If there is a bug, you will directly see it in the output (at least for
most bugs).
Project structure
-----------------
The project is reasonably easy:
- bundling.py: Contains code for bundling tasks, so we don’t spam slurm
with too many.
- conf.py: Contains code for managing the configuration of slurm.
- dispatcher.py: Contains code for actually dispatching tasks to slurm.
- execute.py: Contains code to execute the task on the slurm node.
- function.py: Contains the code for making a function
slurm-compatible.
- function_map.py: Saves all the slurmified functions.
- guard.py: Contains code to prevent you accidentally DDoSing your
infrastructure.
- options.py: Contains a simple data structure to save slurm options.
Changes
-------
- 1.1.2: Fixing some return types for job bundling. Still not perfect. Be aware of potentially breaking changes if you have been using the job ids.
- 1.1.1: Fixing bug when there is some output to stdout when loading the code, such as deprecation warnings.
- 1.1.0: Slurminade can now be called from iPython, too! `exec` has been renamed `shell` to prevent confusion with the Python call `exec` which will evaluate a string as Python code.
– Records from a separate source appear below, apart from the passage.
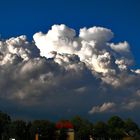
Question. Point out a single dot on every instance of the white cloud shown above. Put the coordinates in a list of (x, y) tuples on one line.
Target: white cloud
[(105, 107), (62, 69)]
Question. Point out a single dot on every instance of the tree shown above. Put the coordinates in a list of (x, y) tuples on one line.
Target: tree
[(83, 128), (5, 120), (116, 127), (62, 134), (131, 128), (44, 128)]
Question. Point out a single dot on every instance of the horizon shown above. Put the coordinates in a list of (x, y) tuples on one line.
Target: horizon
[(59, 59)]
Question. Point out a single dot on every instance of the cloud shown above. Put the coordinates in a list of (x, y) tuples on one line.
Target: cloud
[(105, 107), (59, 69)]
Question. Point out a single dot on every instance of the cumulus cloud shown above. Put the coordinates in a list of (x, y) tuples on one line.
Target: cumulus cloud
[(105, 107), (60, 69)]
- 1.0.1: Dispatcher now return jobs references instead of job ids. This allows to do some fancier stuff in the future, when the jobs infos are only available a short time after the job has been submitted.
- 0.10.1: FIX: Listing functions will no longer execute setup functions.
- 0.10.0: `Batch` is now named `JobBundling`. There is a method `join` for easier synchronization. `exec` allows to executed commands just like `srun` and `sbatch`, but uniform syntax with other slurmified functions. Functions can now also be called with `distribute_and_wait`. If you call `python3 -m slurminade.check --partition YOUR_PARTITION --constraint YOUR_CONSTRAINT` you can check if your slurm configuration is running correctly.
- 0.9.0: Lots of improvements.
- 0.8.1: Bugfix and automatic detection of wrong usage when using ``Batch`` with ``wait_for``.
- 0.8.0: Added extensive logging and improved typing.
- 0.7.0: Warning if a Batch is flushed multiple times, as we noticed this to be a common indentation error.
- 0.6.2: Fixes recursive distribution guard, which seemed to be broken.
- 0.6.1: Bugfixes in naming
- 0.6.0: Autmatic naming of tasks.
- 0.5.5: Fixing bug guard bug in subprocess dispatcher.
- 0.5.4: Dispatched function calls that are too long for the command
line now use a temporary file instead.
- 0.5.3: Fixed a bug that caused the dispatch limit to have no effect.
- 0.5.2: Added pyproject.toml for PEP compliance
- 0.5.1: ``Batch`` will now flush on delete, in case you forgot.
- 0.5.0:
- Functions now have a ``wait_for``-option and return job ids.
- Braking changes: Batches have a new API.
- ``add`` is no longer needed.
- ``AutoBatch`` is now called ``Batch``.
- Fundamental code changes under the hood.
- <0.5.0:
- Lots of experiments on finding the right interface.
Contributors
-------------
This project is developed at the Algorithms Group at TU Braunschweig,
Germany. The lead developer is `Dominik Krupke <https://krupke.cc>`__.
Further contributors are Matthias Konitzny and Patrick Blumenberg.
.. |PyPI version| image:: https://badge.fury.io/py/slurminade.svg
:target: https://badge.fury.io/py/slurminade
.. |CI status| image:: https://github.com/d-krupke/slurminade/actions/workflows/pytest.yml/badge.svg
:target: https://github.com/d-krupke/slurminade
.. |License| image:: https://img.shields.io/github/license/d-krupke/slurminade
:target: https://github.com/d-krupke/slurminade
Similar Projects
----------------
* This project is greatly inspired by `Celery <https://github.com/celery/celery>`__, but does not require any additional infrastructure except for slurm.
* If you want a more powerful library to, e.g., also distribute lambdas or functions with complex arguments, check out `submitit <https://github.com/facebookincubator/submitit/>`__. It is a great project, and we may use it as a backend in the future. However, it does not support the slurm-less mode and can easily hide non-deterministic errors. Slurminade on the other hand is restricted on purpose to write reproducible scripts that can also be run without slurm.